Di kalangan seniman-perupa, yang demikian sudah menjadi hal yang biasa. Setidaknya bagi seniman itu merupakan catatan-catatan proses kreatif hingga lahir sebuah karya seni. Namun bagi masyarakat awam, hal tersebut bisa jadi merupakan pengetahuan baru yang bisa didapatkan dari perhelatan sebuah pameran seni.
Pola kerja kreatif demikian mengingatkan pada pameran tunggal Pupuk DP bertajuk “Infinity” yang digelar pada Juli 2019. Ketika itu Pupuk mempresentasikan karya sketsa-drawing berukuran tidak terlalu besar dan menjadi semacam karya master bagi karya-karya Pupuk berikutnya dan belum pernah dipamerkan. Semacam skets awal namun dalam bentuk karya lukisan yang sudah selesai serta menjadi sumber ide-inspirasi bagi karya-karya berikutnya.
Lukisan berjudul ‘The Musician’ karya Pupuk DP dalam pameran tunggal bertajuk ‘DOXA: Pupuk DP 60 Tahun’ di Jogja Gallery. (Foto: Moh. Jauhar al-Hakimi)
Retrospeksi sebagai wujud sebuah pencapaian
“Dinding warna gelap serta pencahayaan yang temaram saya maksudkan untuk keperluan display karya. Suasana yang hening, beberapa kawan menyebut suasananya horor ha ha ha. Memang konsepnya saya persiapkan begitu. Untuk menikmati karya (yang dipamerkan), yang terbaik adalah dalam suasana pengunjung yang tidak terlalu ramai.” jelas Pupuk.
Begitu masuk ke ruang pamer lantai dasar JG, pengunjung akan diprovokasi dengan karya yang riuh dan crowded sekaligus meminta mata. Karya instalasi ‘Sangkar’ tentu akan langsung menyita pandangan mereka untuk mendekat sesaat memasuki ruang pamer : sebuah ruang keluarga dengan tujuh figur manusia memenuhi ruangan yang tidak terlalu luas, satu figur mengenakan pakaian seragam narapidana. Satu figur patung berjaga di luar ruangan. Dan ruangan itu berterali besi. Penjara atau lebih tepatnya terpenjara, kira-kira begitulah narasi dari karya ‘Sangkar’.
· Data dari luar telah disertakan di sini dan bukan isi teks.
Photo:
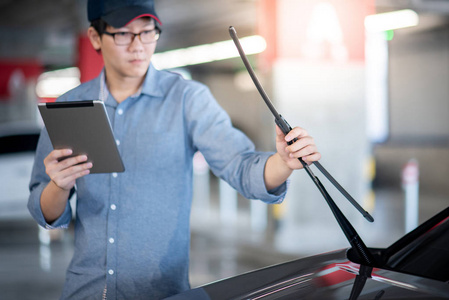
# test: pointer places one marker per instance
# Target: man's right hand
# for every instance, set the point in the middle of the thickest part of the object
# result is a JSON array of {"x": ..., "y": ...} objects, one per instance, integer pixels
[{"x": 63, "y": 173}]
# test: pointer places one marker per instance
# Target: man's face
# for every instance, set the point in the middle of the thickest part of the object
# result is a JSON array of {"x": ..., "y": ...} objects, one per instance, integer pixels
[{"x": 128, "y": 60}]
Persis di kiri-kanan tidak jauh dari ‘Sangkar’, dipajang dua karya lukisan dalam ukuran besar berjudul ‘Pesohor 4’ dan ‘Lelaki Berkostum’. Kesatuan karya tersebut menjadi pembuka untuk karya-karya lainnya. Saat akan mendekat pada tiga karya tersebut ujung mata pengunjung akan digoda karya-karya lain yang meminta dihampiri : ‘Mawar Hitam’, ‘Like Father Like Sons’, ‘Only Time Will Tell’, ‘Hide & Seeks series’ yang akan membawa pada karya-karya lainnya.
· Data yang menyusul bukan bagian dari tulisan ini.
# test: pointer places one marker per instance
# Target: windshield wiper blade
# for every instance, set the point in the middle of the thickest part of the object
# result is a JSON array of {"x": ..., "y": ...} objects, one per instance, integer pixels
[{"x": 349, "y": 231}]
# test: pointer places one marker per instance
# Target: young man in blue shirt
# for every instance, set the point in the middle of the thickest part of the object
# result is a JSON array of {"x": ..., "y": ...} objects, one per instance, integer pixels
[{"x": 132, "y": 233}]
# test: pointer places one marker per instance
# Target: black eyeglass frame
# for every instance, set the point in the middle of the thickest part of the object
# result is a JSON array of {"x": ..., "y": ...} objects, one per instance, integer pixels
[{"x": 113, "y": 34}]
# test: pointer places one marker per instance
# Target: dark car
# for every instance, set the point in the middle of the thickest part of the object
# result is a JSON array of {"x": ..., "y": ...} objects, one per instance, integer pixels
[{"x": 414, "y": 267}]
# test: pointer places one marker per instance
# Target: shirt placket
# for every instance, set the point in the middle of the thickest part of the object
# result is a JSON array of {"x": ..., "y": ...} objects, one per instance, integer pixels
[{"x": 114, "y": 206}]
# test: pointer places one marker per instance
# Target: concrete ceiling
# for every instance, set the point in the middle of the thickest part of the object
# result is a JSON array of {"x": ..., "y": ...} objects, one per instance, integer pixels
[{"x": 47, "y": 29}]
Pada sebuah ruang di ujung lantai dasar JG menjadi ruang presentasi bagaimana Pupuk mengintimi dirinya dalam kesunyian berangkat dari berbagai trauma maupun peristiwa penting yang dialaminya. Enam karya instalasi yang ‘dibekukan’ dalam lemari kaca ‘Imaji Sensual’, ‘Kematian’, ‘Potret Diri : Bagai Vampir’, ‘Sampai Maut Memisahkan’, ‘Potret Diri di Studio’ dalam ruang berdinding hitam pekat minim cahaya berdampingan dengan karya lukisan ‘Aborsi’, ‘Chaos’, ‘Last Man Standing’, ‘Sang Kaisar’, ‘Masker’, ‘Pengantin’ seakan Pupuk sedang berbagi kesunyian-kesunyian lainnya.
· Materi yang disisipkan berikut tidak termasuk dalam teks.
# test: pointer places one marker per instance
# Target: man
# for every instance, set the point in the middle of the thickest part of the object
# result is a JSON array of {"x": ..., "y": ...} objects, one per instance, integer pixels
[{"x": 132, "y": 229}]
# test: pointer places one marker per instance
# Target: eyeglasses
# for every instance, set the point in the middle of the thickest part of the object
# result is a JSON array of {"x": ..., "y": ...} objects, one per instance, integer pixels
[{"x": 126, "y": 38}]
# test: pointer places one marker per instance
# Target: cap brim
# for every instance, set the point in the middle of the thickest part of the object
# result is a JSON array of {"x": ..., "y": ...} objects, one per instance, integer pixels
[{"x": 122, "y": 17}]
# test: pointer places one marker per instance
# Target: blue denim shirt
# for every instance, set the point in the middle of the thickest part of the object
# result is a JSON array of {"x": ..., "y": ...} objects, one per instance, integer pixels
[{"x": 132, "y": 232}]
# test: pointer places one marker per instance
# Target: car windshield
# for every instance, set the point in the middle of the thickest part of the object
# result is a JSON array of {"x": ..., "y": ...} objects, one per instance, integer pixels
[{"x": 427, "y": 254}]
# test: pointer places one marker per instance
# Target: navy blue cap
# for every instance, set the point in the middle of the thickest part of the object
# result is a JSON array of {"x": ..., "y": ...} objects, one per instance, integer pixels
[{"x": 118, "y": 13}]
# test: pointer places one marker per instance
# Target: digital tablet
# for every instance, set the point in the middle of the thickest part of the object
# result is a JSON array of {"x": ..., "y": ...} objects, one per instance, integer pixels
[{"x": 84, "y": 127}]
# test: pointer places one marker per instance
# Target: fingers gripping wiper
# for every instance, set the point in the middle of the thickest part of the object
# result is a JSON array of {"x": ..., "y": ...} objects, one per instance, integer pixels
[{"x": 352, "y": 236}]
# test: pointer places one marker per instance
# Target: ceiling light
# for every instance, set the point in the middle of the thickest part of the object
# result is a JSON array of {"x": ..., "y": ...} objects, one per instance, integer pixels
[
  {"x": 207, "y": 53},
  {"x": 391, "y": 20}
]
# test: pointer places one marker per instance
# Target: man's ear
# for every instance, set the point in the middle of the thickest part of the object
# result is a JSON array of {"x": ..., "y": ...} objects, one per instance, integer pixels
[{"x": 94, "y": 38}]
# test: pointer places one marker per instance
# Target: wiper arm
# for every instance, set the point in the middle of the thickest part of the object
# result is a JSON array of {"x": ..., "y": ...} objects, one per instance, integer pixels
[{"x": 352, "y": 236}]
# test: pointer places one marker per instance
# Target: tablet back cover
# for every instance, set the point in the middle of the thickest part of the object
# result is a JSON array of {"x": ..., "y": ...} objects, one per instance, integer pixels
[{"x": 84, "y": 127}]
“Salah satu luarannya nanti setelah pameran saya terbitkan menjadi sebuah buku yang saya siapkan sendiri, termasuk nantinya saya akan menulis sendiri. Nantinya ada beberapa tulisan dari kolega bagaimana pandangan mereka terhadap berkesenian saya. Sejauh ini Jim Supangkat (kurator) sudah berkenan menyiapkan tulisannya. Penulis lainnya nanti sambil jalan mempersiapkan pameran saja.” jelas Pupuk saat perbincangan Rabu (18/10/2023) siang.
Mengamati secara keseluruhan ‘DOXA: Pupuk DP 60 Tahun’ menjadi presentasi retrospeksi meskipun Pupuk tidak menghadirkan trajektori lini masa secara langsung pada pameran tunggalnya tersebut. Setidaknya sebanyak 118 foto retro dokumentasi Pupuk yang terpajang di lobby Jogja Gallery menjadi gambaran bagaimana perjalanan Pupuk dalam berseni rupa sekaligus mengarsipkannya secara disiplin.
Narasi yang terbangun dari “Doxa” sesungguhnya Pupuk sedang membicarakan dan mengintimi dirinya sendiri. ‘Karya penting’ sebagaimana kerap dikatakan Pupuk menjadi kata kunci dari presentasi retrospeksi. Tanpa penyebutan tahun, ‘karya penting’ tersebut menjadi penanda periodisasi tertentu perjalanan berkesenian Pupuk. Setiap karya memiliki dindingnya sendiri berikut keriuhan atapun kesunyian yang menyertainya tanpa berusaha untuk saling berebut mata.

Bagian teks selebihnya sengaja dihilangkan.